Mean age was 55.6 ± 14.5 years. At mean 5.6 ± 1.3 years follow-up, 145(7.7%) deaths occurred. All-cause mortality demonstrated a dose-response relationship to the severity and number of coronary vessels exhibiting CAD. Increased mortality was observed for >1 segment non-obstructive CAD (hazard ratio [HR]:1.73; 95% confidence interval [CI]: 1.07-2.79; p = 0.025), obstructive 1&2 vessel CAD (HR: 1.70; 95% CI: 1.08-2.71; p = 0.023) and 3-vessel or left main CAD (HR: 2.87; 95% CI: 1.57-5.23; p = 0.001). Both obstructive CAD (HR: 6.63; 95% CI: 3.91-11.26; p < 0.001) and non-obstructive CAD (HR: 2.20; 95% CI: 1.31-3.67; p = 0.003) predicted MACE with increased hazard associated with increasing CAD severity; 5.60% in no CAD, 13.24% in non-obstructive and 36.28% in obstructive CAD, p < 0.001 for trend.
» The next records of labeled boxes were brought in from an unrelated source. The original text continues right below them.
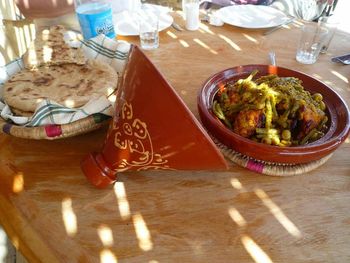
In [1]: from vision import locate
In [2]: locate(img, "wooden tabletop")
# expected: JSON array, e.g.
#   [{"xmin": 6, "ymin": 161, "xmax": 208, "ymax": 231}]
[{"xmin": 0, "ymin": 14, "xmax": 350, "ymax": 263}]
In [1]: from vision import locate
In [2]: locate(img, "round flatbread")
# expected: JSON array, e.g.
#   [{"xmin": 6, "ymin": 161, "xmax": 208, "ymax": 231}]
[
  {"xmin": 3, "ymin": 60, "xmax": 118, "ymax": 112},
  {"xmin": 23, "ymin": 25, "xmax": 86, "ymax": 69}
]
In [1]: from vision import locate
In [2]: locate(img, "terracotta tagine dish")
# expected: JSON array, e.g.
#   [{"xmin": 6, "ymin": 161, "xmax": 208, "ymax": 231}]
[
  {"xmin": 198, "ymin": 65, "xmax": 350, "ymax": 165},
  {"xmin": 81, "ymin": 46, "xmax": 227, "ymax": 188}
]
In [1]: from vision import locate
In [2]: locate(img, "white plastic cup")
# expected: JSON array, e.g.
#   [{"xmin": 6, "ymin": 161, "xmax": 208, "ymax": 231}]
[
  {"xmin": 183, "ymin": 0, "xmax": 200, "ymax": 31},
  {"xmin": 296, "ymin": 22, "xmax": 328, "ymax": 64},
  {"xmin": 139, "ymin": 15, "xmax": 159, "ymax": 50}
]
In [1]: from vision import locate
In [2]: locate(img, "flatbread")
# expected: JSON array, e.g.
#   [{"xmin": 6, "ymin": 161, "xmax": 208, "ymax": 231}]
[
  {"xmin": 3, "ymin": 60, "xmax": 118, "ymax": 112},
  {"xmin": 23, "ymin": 25, "xmax": 86, "ymax": 69}
]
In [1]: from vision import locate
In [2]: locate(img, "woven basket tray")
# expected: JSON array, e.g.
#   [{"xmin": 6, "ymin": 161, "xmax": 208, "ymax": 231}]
[{"xmin": 0, "ymin": 113, "xmax": 111, "ymax": 140}]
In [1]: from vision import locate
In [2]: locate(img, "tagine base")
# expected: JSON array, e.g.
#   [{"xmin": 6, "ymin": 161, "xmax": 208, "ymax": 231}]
[{"xmin": 212, "ymin": 137, "xmax": 333, "ymax": 176}]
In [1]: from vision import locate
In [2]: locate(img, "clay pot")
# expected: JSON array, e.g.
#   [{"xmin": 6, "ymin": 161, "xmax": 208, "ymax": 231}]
[
  {"xmin": 81, "ymin": 46, "xmax": 227, "ymax": 188},
  {"xmin": 198, "ymin": 65, "xmax": 350, "ymax": 164}
]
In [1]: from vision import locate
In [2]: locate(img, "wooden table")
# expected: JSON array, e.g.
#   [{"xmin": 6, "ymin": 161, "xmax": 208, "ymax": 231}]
[{"xmin": 0, "ymin": 16, "xmax": 350, "ymax": 263}]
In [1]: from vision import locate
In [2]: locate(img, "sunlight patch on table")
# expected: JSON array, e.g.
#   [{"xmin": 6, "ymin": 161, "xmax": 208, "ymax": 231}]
[
  {"xmin": 193, "ymin": 38, "xmax": 218, "ymax": 55},
  {"xmin": 255, "ymin": 189, "xmax": 301, "ymax": 238},
  {"xmin": 331, "ymin": 70, "xmax": 349, "ymax": 83},
  {"xmin": 166, "ymin": 31, "xmax": 177, "ymax": 39},
  {"xmin": 113, "ymin": 182, "xmax": 131, "ymax": 220},
  {"xmin": 64, "ymin": 99, "xmax": 75, "ymax": 108},
  {"xmin": 243, "ymin": 33, "xmax": 259, "ymax": 43},
  {"xmin": 228, "ymin": 207, "xmax": 247, "ymax": 227},
  {"xmin": 241, "ymin": 235, "xmax": 273, "ymax": 263},
  {"xmin": 199, "ymin": 24, "xmax": 215, "ymax": 36},
  {"xmin": 97, "ymin": 225, "xmax": 114, "ymax": 247},
  {"xmin": 106, "ymin": 87, "xmax": 117, "ymax": 103},
  {"xmin": 12, "ymin": 172, "xmax": 24, "ymax": 193},
  {"xmin": 62, "ymin": 198, "xmax": 78, "ymax": 236},
  {"xmin": 219, "ymin": 34, "xmax": 242, "ymax": 51},
  {"xmin": 231, "ymin": 178, "xmax": 247, "ymax": 193},
  {"xmin": 100, "ymin": 249, "xmax": 118, "ymax": 263},
  {"xmin": 0, "ymin": 228, "xmax": 8, "ymax": 262},
  {"xmin": 179, "ymin": 39, "xmax": 190, "ymax": 48},
  {"xmin": 132, "ymin": 213, "xmax": 153, "ymax": 251}
]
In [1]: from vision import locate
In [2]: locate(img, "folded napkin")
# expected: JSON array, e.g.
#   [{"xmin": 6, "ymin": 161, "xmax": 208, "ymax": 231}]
[{"xmin": 0, "ymin": 32, "xmax": 131, "ymax": 127}]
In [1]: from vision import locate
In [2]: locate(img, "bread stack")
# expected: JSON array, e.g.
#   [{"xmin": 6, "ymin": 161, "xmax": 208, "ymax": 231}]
[{"xmin": 3, "ymin": 26, "xmax": 118, "ymax": 116}]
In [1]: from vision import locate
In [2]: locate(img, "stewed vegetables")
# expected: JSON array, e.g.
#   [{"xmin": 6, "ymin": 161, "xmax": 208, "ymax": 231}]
[{"xmin": 212, "ymin": 71, "xmax": 328, "ymax": 146}]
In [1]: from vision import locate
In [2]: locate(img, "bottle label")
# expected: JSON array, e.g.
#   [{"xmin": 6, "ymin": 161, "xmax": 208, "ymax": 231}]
[{"xmin": 76, "ymin": 4, "xmax": 115, "ymax": 39}]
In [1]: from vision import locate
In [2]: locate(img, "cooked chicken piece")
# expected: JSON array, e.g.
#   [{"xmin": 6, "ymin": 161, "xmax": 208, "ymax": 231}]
[
  {"xmin": 297, "ymin": 105, "xmax": 324, "ymax": 140},
  {"xmin": 233, "ymin": 110, "xmax": 265, "ymax": 138}
]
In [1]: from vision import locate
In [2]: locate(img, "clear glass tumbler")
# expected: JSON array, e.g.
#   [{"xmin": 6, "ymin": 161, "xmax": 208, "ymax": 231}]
[
  {"xmin": 296, "ymin": 22, "xmax": 328, "ymax": 64},
  {"xmin": 318, "ymin": 16, "xmax": 339, "ymax": 53},
  {"xmin": 139, "ymin": 14, "xmax": 159, "ymax": 50}
]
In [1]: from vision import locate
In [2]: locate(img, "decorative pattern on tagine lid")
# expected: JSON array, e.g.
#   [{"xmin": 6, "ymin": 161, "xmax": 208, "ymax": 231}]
[{"xmin": 82, "ymin": 46, "xmax": 227, "ymax": 188}]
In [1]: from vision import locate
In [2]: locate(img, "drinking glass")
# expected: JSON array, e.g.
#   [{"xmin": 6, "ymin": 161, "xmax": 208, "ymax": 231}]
[
  {"xmin": 182, "ymin": 0, "xmax": 200, "ymax": 30},
  {"xmin": 296, "ymin": 22, "xmax": 328, "ymax": 64},
  {"xmin": 139, "ymin": 14, "xmax": 159, "ymax": 50},
  {"xmin": 318, "ymin": 16, "xmax": 339, "ymax": 53}
]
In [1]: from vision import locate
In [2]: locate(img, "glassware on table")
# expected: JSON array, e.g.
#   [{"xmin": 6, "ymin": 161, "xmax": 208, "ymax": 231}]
[
  {"xmin": 139, "ymin": 14, "xmax": 159, "ymax": 50},
  {"xmin": 318, "ymin": 16, "xmax": 339, "ymax": 53},
  {"xmin": 296, "ymin": 22, "xmax": 328, "ymax": 64},
  {"xmin": 74, "ymin": 0, "xmax": 116, "ymax": 39},
  {"xmin": 182, "ymin": 0, "xmax": 200, "ymax": 31}
]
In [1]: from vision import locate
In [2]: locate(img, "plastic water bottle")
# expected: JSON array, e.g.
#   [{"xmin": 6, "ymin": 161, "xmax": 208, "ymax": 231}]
[{"xmin": 74, "ymin": 0, "xmax": 116, "ymax": 39}]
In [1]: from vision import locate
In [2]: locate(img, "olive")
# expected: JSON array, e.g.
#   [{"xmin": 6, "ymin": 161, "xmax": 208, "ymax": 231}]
[
  {"xmin": 281, "ymin": 130, "xmax": 292, "ymax": 141},
  {"xmin": 312, "ymin": 93, "xmax": 323, "ymax": 102},
  {"xmin": 319, "ymin": 100, "xmax": 326, "ymax": 111}
]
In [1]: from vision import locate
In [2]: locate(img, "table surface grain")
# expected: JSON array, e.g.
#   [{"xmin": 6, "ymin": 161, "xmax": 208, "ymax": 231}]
[{"xmin": 0, "ymin": 16, "xmax": 350, "ymax": 263}]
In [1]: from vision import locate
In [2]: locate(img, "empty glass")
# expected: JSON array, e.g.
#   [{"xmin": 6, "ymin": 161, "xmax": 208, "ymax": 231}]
[
  {"xmin": 296, "ymin": 22, "xmax": 328, "ymax": 64},
  {"xmin": 318, "ymin": 16, "xmax": 339, "ymax": 53},
  {"xmin": 140, "ymin": 14, "xmax": 159, "ymax": 50}
]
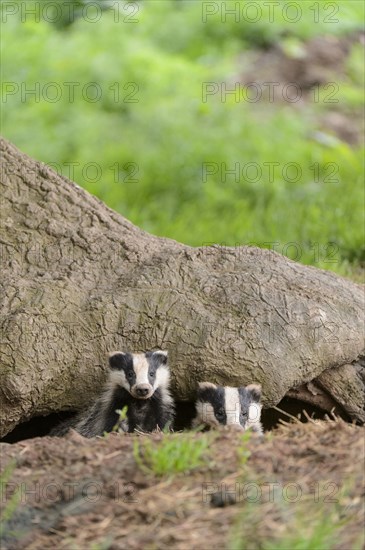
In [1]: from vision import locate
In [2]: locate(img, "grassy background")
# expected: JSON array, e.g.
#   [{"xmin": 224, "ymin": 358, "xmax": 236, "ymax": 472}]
[{"xmin": 2, "ymin": 0, "xmax": 365, "ymax": 274}]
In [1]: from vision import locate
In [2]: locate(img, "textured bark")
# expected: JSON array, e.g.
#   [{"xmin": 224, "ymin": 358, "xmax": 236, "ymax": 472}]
[{"xmin": 0, "ymin": 140, "xmax": 365, "ymax": 435}]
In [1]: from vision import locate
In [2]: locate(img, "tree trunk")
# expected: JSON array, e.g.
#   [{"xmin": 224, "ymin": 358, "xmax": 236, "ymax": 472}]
[{"xmin": 0, "ymin": 136, "xmax": 365, "ymax": 435}]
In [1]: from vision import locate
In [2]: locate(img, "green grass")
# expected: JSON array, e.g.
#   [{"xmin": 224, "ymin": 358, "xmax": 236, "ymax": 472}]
[
  {"xmin": 228, "ymin": 480, "xmax": 364, "ymax": 550},
  {"xmin": 133, "ymin": 431, "xmax": 213, "ymax": 476},
  {"xmin": 2, "ymin": 0, "xmax": 365, "ymax": 276}
]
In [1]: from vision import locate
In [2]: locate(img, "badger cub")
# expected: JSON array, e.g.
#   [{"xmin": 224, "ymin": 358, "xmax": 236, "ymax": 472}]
[
  {"xmin": 193, "ymin": 382, "xmax": 262, "ymax": 434},
  {"xmin": 51, "ymin": 350, "xmax": 174, "ymax": 437}
]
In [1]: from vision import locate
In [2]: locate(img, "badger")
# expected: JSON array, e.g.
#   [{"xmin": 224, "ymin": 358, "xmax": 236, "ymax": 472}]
[
  {"xmin": 193, "ymin": 382, "xmax": 262, "ymax": 434},
  {"xmin": 51, "ymin": 350, "xmax": 174, "ymax": 437}
]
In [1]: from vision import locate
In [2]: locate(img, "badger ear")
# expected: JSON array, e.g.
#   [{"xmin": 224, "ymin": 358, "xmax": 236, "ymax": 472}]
[
  {"xmin": 109, "ymin": 351, "xmax": 129, "ymax": 370},
  {"xmin": 246, "ymin": 384, "xmax": 261, "ymax": 403},
  {"xmin": 198, "ymin": 382, "xmax": 217, "ymax": 393},
  {"xmin": 152, "ymin": 349, "xmax": 167, "ymax": 365}
]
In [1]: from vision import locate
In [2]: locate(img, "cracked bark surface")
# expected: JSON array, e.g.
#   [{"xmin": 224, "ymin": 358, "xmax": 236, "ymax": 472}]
[{"xmin": 0, "ymin": 140, "xmax": 365, "ymax": 436}]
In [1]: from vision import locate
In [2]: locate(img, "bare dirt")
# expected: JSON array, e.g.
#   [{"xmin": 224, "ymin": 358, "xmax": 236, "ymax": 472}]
[
  {"xmin": 0, "ymin": 420, "xmax": 365, "ymax": 550},
  {"xmin": 240, "ymin": 32, "xmax": 365, "ymax": 146}
]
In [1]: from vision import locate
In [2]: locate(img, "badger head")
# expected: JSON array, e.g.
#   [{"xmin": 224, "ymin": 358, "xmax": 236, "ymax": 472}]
[
  {"xmin": 109, "ymin": 350, "xmax": 169, "ymax": 399},
  {"xmin": 195, "ymin": 382, "xmax": 262, "ymax": 432}
]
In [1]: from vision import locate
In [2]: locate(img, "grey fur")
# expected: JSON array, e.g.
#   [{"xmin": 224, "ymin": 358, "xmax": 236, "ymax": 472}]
[
  {"xmin": 50, "ymin": 350, "xmax": 174, "ymax": 437},
  {"xmin": 193, "ymin": 382, "xmax": 263, "ymax": 434}
]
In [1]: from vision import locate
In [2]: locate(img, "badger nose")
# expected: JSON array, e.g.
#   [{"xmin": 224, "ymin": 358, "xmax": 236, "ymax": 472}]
[{"xmin": 136, "ymin": 385, "xmax": 149, "ymax": 397}]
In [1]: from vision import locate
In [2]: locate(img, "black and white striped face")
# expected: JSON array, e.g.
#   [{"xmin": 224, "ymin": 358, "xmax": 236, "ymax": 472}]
[
  {"xmin": 109, "ymin": 350, "xmax": 169, "ymax": 399},
  {"xmin": 195, "ymin": 382, "xmax": 262, "ymax": 433}
]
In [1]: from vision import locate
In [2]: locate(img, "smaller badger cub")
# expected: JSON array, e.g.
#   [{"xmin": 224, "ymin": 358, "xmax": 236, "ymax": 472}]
[
  {"xmin": 193, "ymin": 382, "xmax": 262, "ymax": 434},
  {"xmin": 51, "ymin": 350, "xmax": 174, "ymax": 437}
]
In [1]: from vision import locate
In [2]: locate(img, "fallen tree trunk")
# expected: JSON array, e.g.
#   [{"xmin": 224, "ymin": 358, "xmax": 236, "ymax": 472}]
[{"xmin": 0, "ymin": 140, "xmax": 365, "ymax": 436}]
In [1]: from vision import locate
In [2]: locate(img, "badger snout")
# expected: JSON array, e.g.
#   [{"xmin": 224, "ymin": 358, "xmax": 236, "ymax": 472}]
[{"xmin": 131, "ymin": 384, "xmax": 153, "ymax": 399}]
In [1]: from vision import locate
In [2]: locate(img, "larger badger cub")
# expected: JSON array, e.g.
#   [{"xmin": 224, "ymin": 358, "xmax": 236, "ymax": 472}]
[
  {"xmin": 193, "ymin": 382, "xmax": 262, "ymax": 434},
  {"xmin": 53, "ymin": 350, "xmax": 174, "ymax": 437}
]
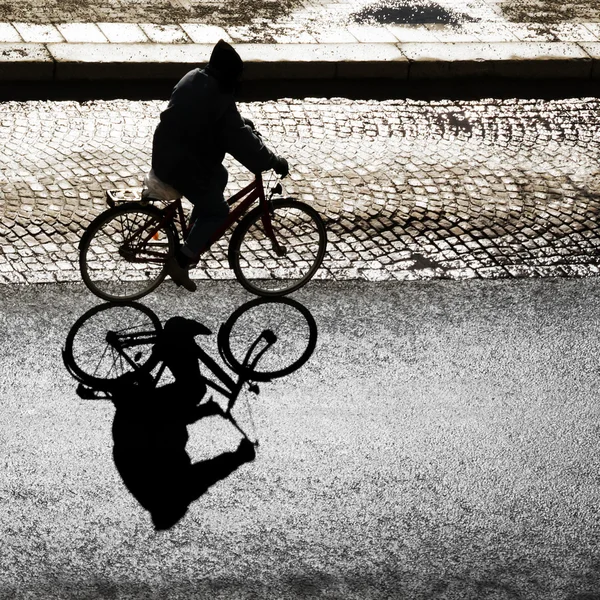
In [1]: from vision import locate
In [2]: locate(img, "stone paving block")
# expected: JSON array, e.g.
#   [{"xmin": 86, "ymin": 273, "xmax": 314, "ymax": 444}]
[
  {"xmin": 427, "ymin": 23, "xmax": 480, "ymax": 43},
  {"xmin": 548, "ymin": 23, "xmax": 598, "ymax": 42},
  {"xmin": 140, "ymin": 23, "xmax": 191, "ymax": 44},
  {"xmin": 47, "ymin": 44, "xmax": 213, "ymax": 81},
  {"xmin": 460, "ymin": 23, "xmax": 519, "ymax": 42},
  {"xmin": 13, "ymin": 23, "xmax": 65, "ymax": 44},
  {"xmin": 0, "ymin": 23, "xmax": 23, "ymax": 43},
  {"xmin": 506, "ymin": 23, "xmax": 557, "ymax": 42},
  {"xmin": 98, "ymin": 23, "xmax": 149, "ymax": 44},
  {"xmin": 0, "ymin": 43, "xmax": 54, "ymax": 81},
  {"xmin": 579, "ymin": 42, "xmax": 600, "ymax": 79},
  {"xmin": 313, "ymin": 27, "xmax": 358, "ymax": 44},
  {"xmin": 237, "ymin": 44, "xmax": 408, "ymax": 79},
  {"xmin": 348, "ymin": 25, "xmax": 398, "ymax": 44},
  {"xmin": 584, "ymin": 23, "xmax": 600, "ymax": 42},
  {"xmin": 398, "ymin": 42, "xmax": 592, "ymax": 79},
  {"xmin": 181, "ymin": 23, "xmax": 231, "ymax": 45},
  {"xmin": 386, "ymin": 25, "xmax": 439, "ymax": 43},
  {"xmin": 56, "ymin": 23, "xmax": 108, "ymax": 44}
]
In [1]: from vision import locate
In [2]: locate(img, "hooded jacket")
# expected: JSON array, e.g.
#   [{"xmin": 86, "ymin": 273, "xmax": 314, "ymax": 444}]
[{"xmin": 152, "ymin": 41, "xmax": 276, "ymax": 188}]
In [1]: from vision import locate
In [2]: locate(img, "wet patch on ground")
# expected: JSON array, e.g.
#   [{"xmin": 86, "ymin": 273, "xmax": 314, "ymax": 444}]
[
  {"xmin": 0, "ymin": 0, "xmax": 302, "ymax": 26},
  {"xmin": 501, "ymin": 0, "xmax": 600, "ymax": 25},
  {"xmin": 352, "ymin": 0, "xmax": 475, "ymax": 25}
]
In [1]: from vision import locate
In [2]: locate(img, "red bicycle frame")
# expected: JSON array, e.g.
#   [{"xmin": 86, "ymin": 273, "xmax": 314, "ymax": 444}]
[{"xmin": 129, "ymin": 173, "xmax": 285, "ymax": 261}]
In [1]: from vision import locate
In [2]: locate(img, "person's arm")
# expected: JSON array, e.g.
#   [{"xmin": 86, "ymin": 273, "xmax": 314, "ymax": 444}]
[{"xmin": 222, "ymin": 104, "xmax": 280, "ymax": 173}]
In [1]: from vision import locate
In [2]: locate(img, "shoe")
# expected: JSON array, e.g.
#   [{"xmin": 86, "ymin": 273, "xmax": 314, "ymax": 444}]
[{"xmin": 167, "ymin": 256, "xmax": 197, "ymax": 292}]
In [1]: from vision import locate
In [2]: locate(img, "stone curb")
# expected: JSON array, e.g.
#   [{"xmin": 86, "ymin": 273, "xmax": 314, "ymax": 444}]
[{"xmin": 0, "ymin": 42, "xmax": 600, "ymax": 83}]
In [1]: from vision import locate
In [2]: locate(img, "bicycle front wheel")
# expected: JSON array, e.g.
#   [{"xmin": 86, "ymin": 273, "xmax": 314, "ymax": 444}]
[
  {"xmin": 63, "ymin": 302, "xmax": 162, "ymax": 389},
  {"xmin": 229, "ymin": 200, "xmax": 327, "ymax": 296},
  {"xmin": 79, "ymin": 202, "xmax": 176, "ymax": 302}
]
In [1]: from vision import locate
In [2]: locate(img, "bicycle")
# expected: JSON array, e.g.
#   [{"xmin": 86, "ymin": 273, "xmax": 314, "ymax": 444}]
[
  {"xmin": 79, "ymin": 166, "xmax": 327, "ymax": 302},
  {"xmin": 63, "ymin": 298, "xmax": 317, "ymax": 437}
]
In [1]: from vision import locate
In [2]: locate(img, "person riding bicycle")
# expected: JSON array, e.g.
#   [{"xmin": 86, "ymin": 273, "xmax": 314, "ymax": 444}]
[{"xmin": 152, "ymin": 40, "xmax": 289, "ymax": 291}]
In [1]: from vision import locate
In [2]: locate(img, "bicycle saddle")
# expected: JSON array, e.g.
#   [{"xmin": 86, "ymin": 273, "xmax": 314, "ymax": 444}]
[{"xmin": 142, "ymin": 169, "xmax": 183, "ymax": 202}]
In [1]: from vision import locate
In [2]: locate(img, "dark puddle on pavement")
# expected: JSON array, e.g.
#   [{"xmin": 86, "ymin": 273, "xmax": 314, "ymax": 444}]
[
  {"xmin": 63, "ymin": 298, "xmax": 317, "ymax": 530},
  {"xmin": 352, "ymin": 2, "xmax": 475, "ymax": 25}
]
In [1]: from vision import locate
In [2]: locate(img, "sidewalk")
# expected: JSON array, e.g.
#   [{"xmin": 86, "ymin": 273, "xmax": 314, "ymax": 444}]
[
  {"xmin": 0, "ymin": 0, "xmax": 600, "ymax": 83},
  {"xmin": 0, "ymin": 99, "xmax": 600, "ymax": 283}
]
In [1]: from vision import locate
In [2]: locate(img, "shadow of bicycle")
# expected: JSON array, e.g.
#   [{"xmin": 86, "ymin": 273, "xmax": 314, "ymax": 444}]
[{"xmin": 63, "ymin": 298, "xmax": 317, "ymax": 530}]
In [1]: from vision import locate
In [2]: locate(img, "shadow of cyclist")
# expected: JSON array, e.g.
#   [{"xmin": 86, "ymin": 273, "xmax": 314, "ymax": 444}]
[
  {"xmin": 63, "ymin": 298, "xmax": 317, "ymax": 529},
  {"xmin": 111, "ymin": 317, "xmax": 255, "ymax": 530}
]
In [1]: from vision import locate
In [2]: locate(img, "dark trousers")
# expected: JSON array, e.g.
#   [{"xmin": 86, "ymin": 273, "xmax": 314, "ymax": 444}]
[{"xmin": 176, "ymin": 165, "xmax": 229, "ymax": 257}]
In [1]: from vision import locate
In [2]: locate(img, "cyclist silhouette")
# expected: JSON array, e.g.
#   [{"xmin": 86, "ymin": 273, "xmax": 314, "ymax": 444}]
[
  {"xmin": 149, "ymin": 40, "xmax": 289, "ymax": 291},
  {"xmin": 112, "ymin": 317, "xmax": 255, "ymax": 530}
]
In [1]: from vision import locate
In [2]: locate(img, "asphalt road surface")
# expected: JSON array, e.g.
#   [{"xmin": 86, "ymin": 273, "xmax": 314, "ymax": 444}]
[{"xmin": 0, "ymin": 278, "xmax": 600, "ymax": 600}]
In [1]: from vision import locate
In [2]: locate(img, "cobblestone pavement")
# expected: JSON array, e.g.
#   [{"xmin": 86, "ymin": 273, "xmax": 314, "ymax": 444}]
[
  {"xmin": 0, "ymin": 99, "xmax": 600, "ymax": 282},
  {"xmin": 0, "ymin": 0, "xmax": 600, "ymax": 44}
]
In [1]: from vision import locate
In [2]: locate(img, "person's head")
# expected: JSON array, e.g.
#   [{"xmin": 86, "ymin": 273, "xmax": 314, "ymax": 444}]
[{"xmin": 206, "ymin": 40, "xmax": 244, "ymax": 92}]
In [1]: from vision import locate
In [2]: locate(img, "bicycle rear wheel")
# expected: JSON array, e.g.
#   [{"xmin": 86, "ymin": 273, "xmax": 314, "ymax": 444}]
[
  {"xmin": 217, "ymin": 298, "xmax": 317, "ymax": 381},
  {"xmin": 229, "ymin": 200, "xmax": 327, "ymax": 296},
  {"xmin": 79, "ymin": 202, "xmax": 176, "ymax": 302}
]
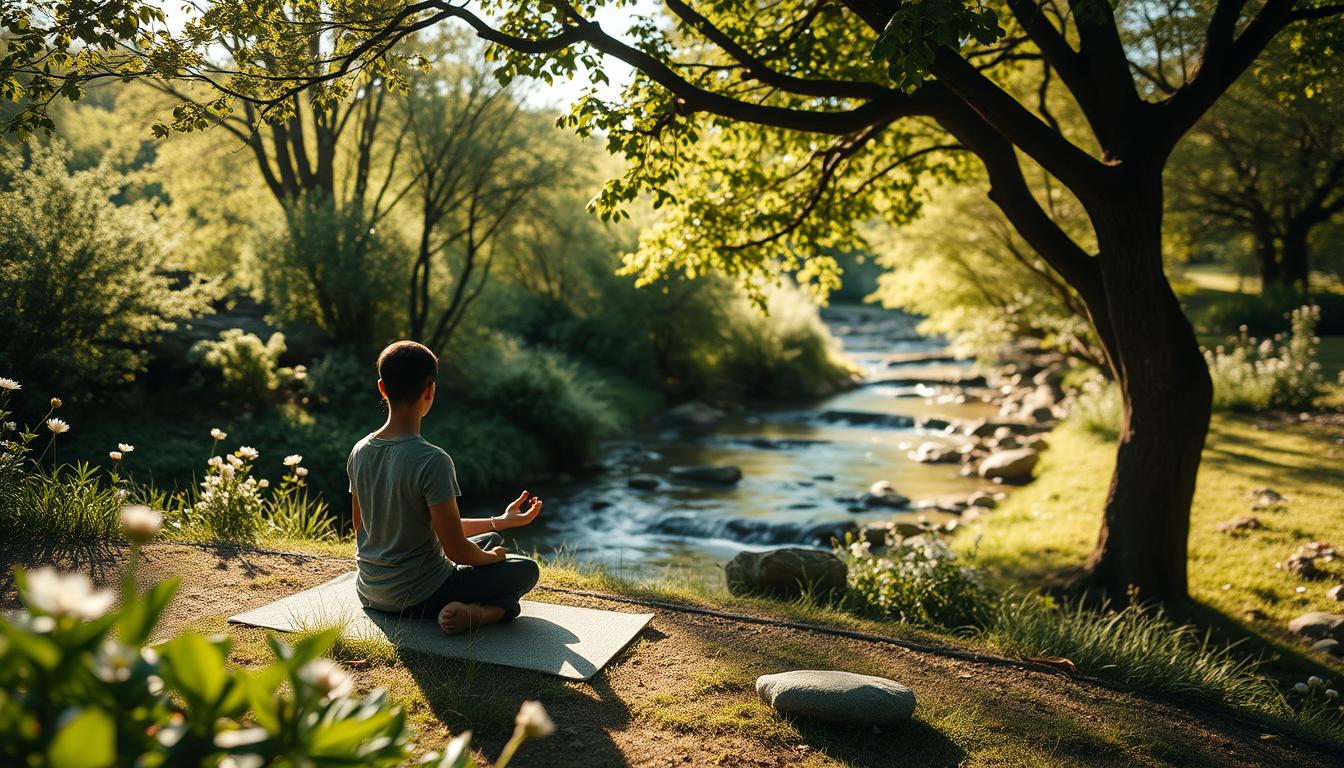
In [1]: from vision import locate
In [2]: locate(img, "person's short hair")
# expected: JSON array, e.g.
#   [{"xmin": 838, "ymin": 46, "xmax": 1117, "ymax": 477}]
[{"xmin": 378, "ymin": 342, "xmax": 438, "ymax": 405}]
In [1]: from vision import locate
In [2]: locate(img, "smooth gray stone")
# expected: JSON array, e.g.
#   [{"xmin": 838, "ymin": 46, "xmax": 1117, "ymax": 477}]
[{"xmin": 757, "ymin": 670, "xmax": 915, "ymax": 725}]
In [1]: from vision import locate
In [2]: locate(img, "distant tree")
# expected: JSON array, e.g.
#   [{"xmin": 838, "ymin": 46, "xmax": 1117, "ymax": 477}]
[
  {"xmin": 1171, "ymin": 46, "xmax": 1344, "ymax": 295},
  {"xmin": 0, "ymin": 143, "xmax": 211, "ymax": 399}
]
In individuals being assessed for CAD with no modifiable risk factors, all-cause mortality in the long term (>5 years) was predicted by the presence of more than 1 segment of non-obstructive plaque, obstructive 1- or 2-vessel CAD and 3 vessel/left main CAD. Any CAD, whether non-obstructive or obstructive, predicted MACE over the same time period.
冠状动脉计算机断层扫描血管造影术(冠状动脉CTA)可在中期随访中对无可改变风险因素的患者的预后进行预测。这种能力是由主要不良心血管事件(MACE)驱动的。
确定冠状动脉CTA在更长时间的随访中是否能够区分死亡风险。此外,我们试图确定其与MACE的长期关系。
从12个中心识别出1884例接受冠状动脉CTA检查且无既往冠状动脉疾病(CAD)或任何可改变的CAD风险因素的患者。CAD的存在被分类为无(0%狭窄)、轻度(1%至49%狭窄)和阻塞性(≥50%狭窄严重程度)。主要终点是全因死亡率,次要终点是MACE。MACE被定义为死亡、非致命性心肌梗死、不稳定型心绞痛和晚期靶血管血运重建(>90天)的组合。
平均年龄为55.6±14.5岁。在平均5.6±1.3年的随访中,发生了145例(7.7%)死亡。全因死亡率与显示CAD的冠状动脉血管的严重程度和数量呈剂量反应关系。对于>1节段非阻塞性CAD,观察到死亡率增加(风险比[HR]:1.73;95%置信区间[CI]:1.07 - 2.79;p = 0.025),1或2支血管阻塞性CAD(HR:1.70;95% CI:1.08 - 2.71;p = 0.023)以及3支血管或左主干CAD(HR:2.87;95% CI:1.57 - 5.23;p = 0.001)。阻塞性CAD(HR:6.63;95% CI:3.91 - 11.26;p < 0.001)和非阻塞性CAD(HR:2.20;95% CI:1.31 - 3.67;p = 0.003)均预测了MACE,且随着CAD严重程度增加风险升高;无CAD者为5.60%,非阻塞性CAD者为13.24%,阻塞性CAD者为36.28%,趋势p < 0.001。
在评估无可改变风险因素的CAD患者中,长期(>5年)全因死亡率可通过存在超过1节段的非阻塞性斑块、1或2支血管阻塞性CAD以及3支血管/左主干CAD来预测。任何CAD,无论非阻塞性还是阻塞性,在同一时期均预测了MACE。